Plus tard, dans l’après-midi, Loan me parle de ce qui lui paru le plus difficile, aujourd’hui : « La nudité m’a affecté. Je pensais être à l’aise mais là, j’étais vraiment nue. Je pensais que ça ne m’atteindrait pas par rapport au métier de mannequin. Mais en fait, montrer ses fesses, ce n’est pas facile ! ».
Pause. Leilani Lemmet attend en peignoir pour un seul plan, une scène de nuit. Elle est là depuis plusieurs heures, essaye de rester calme et concentrée. Elle trouve « très beau » le personnage qu’elle joue. Elle le dit en chuchotant parce que le tournage a repris avec Vincent et Loan et que, sur le plateau, on demande le silence : « Mon personnage passe par des étapes très différentes. Ses émotions sont très variées, très riches, très opposées. Je joue une scène de jalousie. Jouer cela, je trouve ça très beau ». En quoi est-ce beau ? Elle me répond, après avoir ri en sourdine : « Ca peut être beau, ça peut être une preuve d’amour. Mais au delà d’un certain degré, ce n’en est plus une ».
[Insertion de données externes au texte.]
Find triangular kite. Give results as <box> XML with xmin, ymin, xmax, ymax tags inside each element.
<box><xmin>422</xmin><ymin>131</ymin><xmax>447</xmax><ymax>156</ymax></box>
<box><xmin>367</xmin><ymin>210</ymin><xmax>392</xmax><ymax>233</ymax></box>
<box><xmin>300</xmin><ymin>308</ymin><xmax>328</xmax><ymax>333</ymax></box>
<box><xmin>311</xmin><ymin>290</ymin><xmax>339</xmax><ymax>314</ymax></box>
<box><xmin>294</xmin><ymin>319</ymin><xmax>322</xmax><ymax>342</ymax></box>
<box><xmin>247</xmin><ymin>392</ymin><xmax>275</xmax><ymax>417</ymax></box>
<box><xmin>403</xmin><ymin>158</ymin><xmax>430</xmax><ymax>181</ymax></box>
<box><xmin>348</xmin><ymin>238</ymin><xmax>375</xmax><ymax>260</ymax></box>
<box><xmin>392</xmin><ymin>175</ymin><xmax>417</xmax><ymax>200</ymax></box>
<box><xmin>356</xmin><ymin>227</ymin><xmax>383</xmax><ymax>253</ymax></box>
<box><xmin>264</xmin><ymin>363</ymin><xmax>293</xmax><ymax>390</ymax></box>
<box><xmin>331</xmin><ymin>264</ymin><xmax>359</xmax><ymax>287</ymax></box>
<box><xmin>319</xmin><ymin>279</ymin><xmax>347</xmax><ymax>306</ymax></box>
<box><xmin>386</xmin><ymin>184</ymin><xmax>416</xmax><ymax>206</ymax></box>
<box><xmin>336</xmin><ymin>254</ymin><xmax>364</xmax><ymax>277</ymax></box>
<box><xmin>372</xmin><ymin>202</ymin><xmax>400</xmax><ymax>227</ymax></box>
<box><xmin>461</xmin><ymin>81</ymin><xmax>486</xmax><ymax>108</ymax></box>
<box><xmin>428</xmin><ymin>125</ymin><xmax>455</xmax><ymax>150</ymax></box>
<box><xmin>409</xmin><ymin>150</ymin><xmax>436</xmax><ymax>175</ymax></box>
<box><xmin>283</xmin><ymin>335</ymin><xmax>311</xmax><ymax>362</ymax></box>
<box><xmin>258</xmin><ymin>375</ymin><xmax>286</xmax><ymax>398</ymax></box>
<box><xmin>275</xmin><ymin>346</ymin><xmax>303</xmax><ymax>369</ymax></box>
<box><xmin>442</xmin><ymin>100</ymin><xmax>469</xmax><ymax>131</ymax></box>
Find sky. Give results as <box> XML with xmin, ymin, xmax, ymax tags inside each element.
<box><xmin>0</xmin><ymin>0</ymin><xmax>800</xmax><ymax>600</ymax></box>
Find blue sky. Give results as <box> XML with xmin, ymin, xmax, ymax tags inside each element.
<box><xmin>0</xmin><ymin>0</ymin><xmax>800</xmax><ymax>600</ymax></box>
Plus tard, Loan exulte. Sa journée de travail est terminée : « Enfin, des vêtements ! » dit-elle en souriant. J’ai une discussion avec Vincent face au miroir du vestiaire, alors qu’il se fait remaquiller : « Mon personnage est complètement perdu. Il pense avoir un équilibre en ayant plusieurs maîtresses mais c’est une situation qui ne lui convient absolument pas. Il se refuse à tomber amoureux parce qu’il a déjà souffert mais il tient à chacune de ses maîtresses. Le scénario d’Antoine est juste, calibré au millimètre. C’est parfaitement logique que mon personnage ait son alliance à la main droite et pas à la main gauche, tu vois… ». Les scènes de nu auraient-il pu le faire hésiter à tourner avec quelqu’un d’autre qu’Antoine qu’il connaît bien ? « Antoine a une façon de réaliser, d’envisager l’ambiance qui me convient. Je sais précisément comment il visualise son projet et je sais que ça va être un beau film. Avant de tourner « Love Collection », j’ai regardé un film allemand sur Arte dans lequel il y avait des scènes de nu. Les acteurs étaient blancs de peau, ils faisaient l’amour et c’était tout sauf sensuel. »
Il est bientôt 19h. Vincent et Leilani sont tous les deux nus. Deux scènes de nuit en contre-plongée sont filmées, tout va très vite. « C’est le plan que je voulais », annonce Antoine. Fin de journée également.